Aktuell führst du Regie beim Theaterstück „Tom auf dem Lande“ – gerade in einer Zeit, in der das Zan-Gesetz, das unter anderem Diskriminierung aufgrund der sexuellen Orientierung ahnden sollte, gescheitert ist.
Das Stück lag schon länger in meiner Schublade; ich wollte es unbedingt in Südtirol inszenieren. Auf den heimischen Bühnen fehlten mir queere Identifikationsfiguren. Gerade in Südtirol nehme ich Widerstände wahr, wenn Alternativen zu einer heteronormativen Lebensweise thematisiert werden.

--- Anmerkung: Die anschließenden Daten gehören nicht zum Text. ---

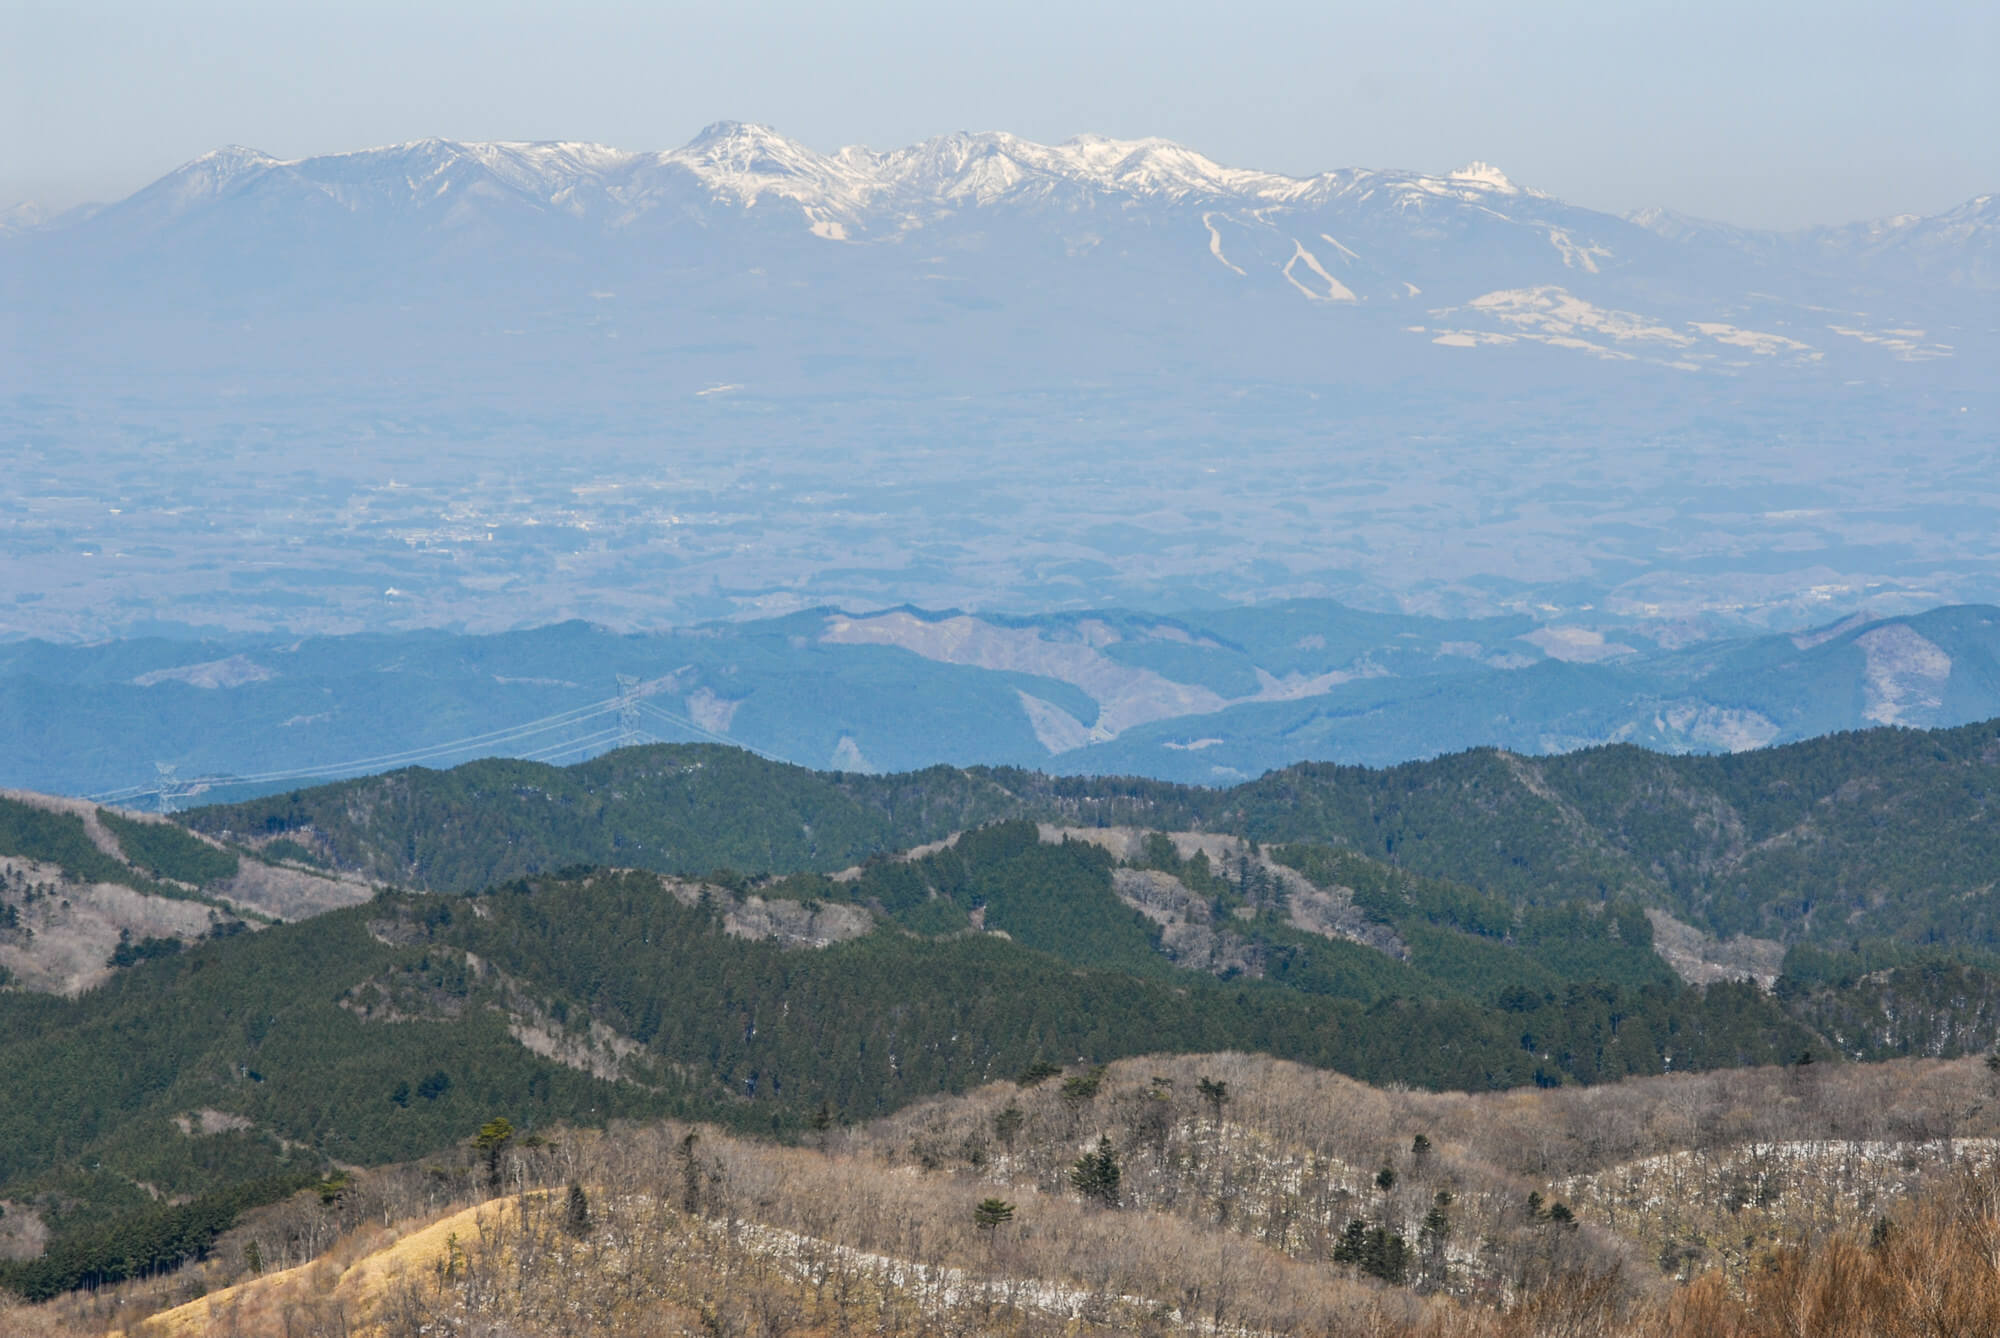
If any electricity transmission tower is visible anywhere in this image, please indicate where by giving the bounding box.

Abschätzige Aussagen und Witze auf Kosten von queeren Menschen sind leider nicht ungewöhnlich. Eine Woche vor der Premiere von „Tom auf dem Lande“ wurde ein junger Mann in Bruneck verprügelt – weil er schwul ist. Ganz klar ist die Thematik also hier und heute relevanter denn je.
Du bist als homosexuell gelesener Mann in Kastelruth aufgewachsen. Wie konntest du dich in einer Gesellschaft zurechtfinden, die sich teilweise immer noch schwer tut mit der Akzeptanz von queeren Lebensweisen?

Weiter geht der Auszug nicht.